One of the last activities at the conference was a time of meditation and reflection on God practiced in Catholicism called Adoration. Franky and I were asked to provide music to set the atmosphere for this holy hour of acknowledgement and reflection. As we sat on the stage and the conference leader prepared the room for Adoration, I felt a sense of great responsibility. This was more than playing piano softly for an hour; this was a time to meditate on the nature of God. This was sacred. As we began the first song, “How He Loves,” I knew this was going to be a special experience. I’ve played “How He Loves” more times than I would like to count, and I’ve always enjoyed playing it, but this particular moment was beyond enjoyment.

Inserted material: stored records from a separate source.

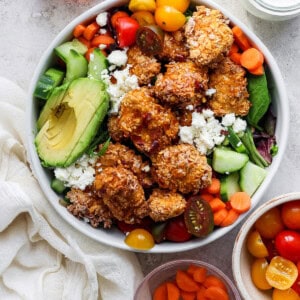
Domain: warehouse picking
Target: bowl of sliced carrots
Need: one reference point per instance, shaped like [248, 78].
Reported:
[186, 279]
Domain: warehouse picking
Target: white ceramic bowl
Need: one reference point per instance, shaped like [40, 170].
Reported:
[241, 259]
[114, 237]
[168, 271]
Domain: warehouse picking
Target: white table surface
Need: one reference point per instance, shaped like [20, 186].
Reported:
[27, 28]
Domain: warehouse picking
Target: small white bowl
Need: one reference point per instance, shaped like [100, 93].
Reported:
[241, 258]
[114, 237]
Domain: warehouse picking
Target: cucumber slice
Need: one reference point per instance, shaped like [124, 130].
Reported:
[57, 185]
[226, 161]
[98, 63]
[251, 177]
[235, 141]
[229, 185]
[47, 82]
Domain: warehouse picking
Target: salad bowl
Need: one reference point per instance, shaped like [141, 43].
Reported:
[114, 237]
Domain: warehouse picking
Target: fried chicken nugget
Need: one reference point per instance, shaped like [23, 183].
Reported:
[183, 83]
[231, 96]
[208, 35]
[181, 168]
[143, 66]
[122, 193]
[150, 126]
[86, 205]
[165, 204]
[120, 155]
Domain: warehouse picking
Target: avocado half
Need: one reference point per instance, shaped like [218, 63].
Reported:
[70, 120]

A deep appreciation resonated within me as I mouthed the words of the song, and in that moment the words I had sung countless times before became real. I was overwhelmed by the poetry, by the concept of this Love that I can’t comprehend completely. I was overwhelmed attempting to acknowledge something, someone as vast and mysterious as God. As we continued playing, we strayed off of the traditional structure of the song and entered into a delicate improvisation of the melody over the chords. I let my fingers wander about the keys, contracting and expanding on this energy that was now very present. It was this way for the rest of the songs in that hour. Franky and I slipped into certain harmonies that chilled my body, we felt the direction of the music and followed each other without saying a word or looking at each other.
This was more than just an enjoyable musical experience.
In a very difficult way to describe, each note was an expression of my spirit, of my very being. The melodies and harmonies we created allowed me to worship in a way that transcended the boundaries of human language. It was absolutely liberating. There was this sincere and intimate focus on this omnipotent Being that created and continues to create the cosmos, the Universe. I felt terrified, and yet I felt adoration. I felt small and insignificant, and yet I felt deeply connected to this Being and to the Universe and I felt valued. A peace washed over me and swept away my worries and fears and insecurities. I didn’t want this peace to go away. In that moment I recognized that this was a glimpse into the kingdom of God. This was a very real thing that exists in the present, not some distant paradise to wait for until I am put in the ground. My experience during Adoration was a mere glance into the mysterious and divine peace that is the kingdom of God, and yet this mere glance overwhelmed me with deep joy. As we played the final note of the hour, there was a holy silence.
The energy in the room lingered for a while before it left quietly like a final breath.
As the conference leader continued the rest of the evening with the kids, Franky turned to me and said, “Wow. That was my favourite part of this entire day.” I couldn’t have agreed more. My most sincere hope is that the kids and sponsors sitting in that room, despite having a long and tiring day, were able to have a similar experience during Adoration. It was my first Adoration to be a part of, and though I am not Catholic, I certainly think there is value in acknowledging and meditating on the mysterious and powerful nature of God whether it comes from silent reflection or playing piano or gazing into the night sky. I’m thankful for my experience this weekend, and I pray that these glimpses into the kingdom of God not seem like random, fleeting moments in an otherwise dark and cold world, but instead that we would recognize the fact that the kingdom of God exists here in the present to be experienced in times like Adoration and also in the most unlikely of places. May we open our hearts and minds to the kingdom and may that divine peace spill into our lives and into the lives of the people around us.